Neural recordings have been performed from animals engaged in brief access tests, conducted as described in the available literature (Glendinning, Gresack et al. 2002). Briefly, the animal has access to only one sipper, to which it is given intermittent access in sequential trials. Animals start each trial voluntarily, the structure of which is as follows. Following the animal’s first lick to a solution, the sipper delivers one tastant aliquot for each detected lick response for a brief period (5 s), after which access to the sipper is blocked for 7 s. After this intertrial period, animals are allowed to initiate a new trial. A computer-controlled multiple-valve system (ALA Scientific, Westbury, New York) will allow for water and several different solutions to be presented randomly within blocks of as many different stimuli being tested, one tastant per trial. The cumulative number of licks for all trials of each tastant is recorded and used to calculate the respective lick ratio, i.e., the amount of that tastant consumed with respect to water: LickRatio = n(tastant)/n(water), where n(.) denotes the total number of licks for a given stimulus during a session. These values are compared against 1.0, which is the reference value meaning indifference with respect to water.

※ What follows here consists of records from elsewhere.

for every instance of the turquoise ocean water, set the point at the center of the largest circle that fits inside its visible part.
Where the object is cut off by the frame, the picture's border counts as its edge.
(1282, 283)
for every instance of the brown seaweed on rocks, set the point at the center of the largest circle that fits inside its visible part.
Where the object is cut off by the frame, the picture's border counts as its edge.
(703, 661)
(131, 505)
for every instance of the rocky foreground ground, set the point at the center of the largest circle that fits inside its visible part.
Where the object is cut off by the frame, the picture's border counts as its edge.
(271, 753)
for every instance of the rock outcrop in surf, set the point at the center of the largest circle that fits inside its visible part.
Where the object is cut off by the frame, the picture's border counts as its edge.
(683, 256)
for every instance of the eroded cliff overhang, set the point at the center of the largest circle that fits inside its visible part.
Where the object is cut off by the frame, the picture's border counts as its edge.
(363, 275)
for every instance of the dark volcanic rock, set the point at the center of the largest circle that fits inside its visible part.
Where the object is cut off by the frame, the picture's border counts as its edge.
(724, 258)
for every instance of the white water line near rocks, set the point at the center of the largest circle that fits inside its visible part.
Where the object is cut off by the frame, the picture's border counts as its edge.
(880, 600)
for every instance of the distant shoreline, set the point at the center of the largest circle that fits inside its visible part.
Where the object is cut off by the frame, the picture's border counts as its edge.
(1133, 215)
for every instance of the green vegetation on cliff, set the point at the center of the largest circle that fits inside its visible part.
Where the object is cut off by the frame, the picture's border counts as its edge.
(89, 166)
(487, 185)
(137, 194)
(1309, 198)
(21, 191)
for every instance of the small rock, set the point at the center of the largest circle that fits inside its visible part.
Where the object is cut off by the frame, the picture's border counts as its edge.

We also use conventional two-bottle preference tests, usually to compare consumption of a given tastant against water using the preference ratio: PreferenceRatio = n(tastant)/(n(tastant) + n(water)). This value is compared against 0.5, which is the reference value meaning indifference with respect to water. When measuring preference in two-bottle tests, side bias must be taken into account. Another test, where the animal has access to a single tastant through a single sipper (one-bottle forced-choice test) measures acceptance, i.e., total consumption in number of licks, and allows for comparisons between different tastants presented across several sessions (Costa, Gutierrez et al. 2006) or the same tastant presented in different conditions across multiple sessions. Two-bottle preference and one-bottle forced-choice tests have the advantage of allowing the manifestation of associations between taste and postingestive effects, giving the experimenter an opportunity to investigate them. The possibility of such associations occurring is reduced in brief access paradigms given that limited amounts of each tastant are delivered through the same sipper in multiple and sequential trials of all tastants. However, these tests reduce the number of tastants that may be presented in the same session and, in the case of the two-bottle test, increase the potential for ambiguous somatosensory effects.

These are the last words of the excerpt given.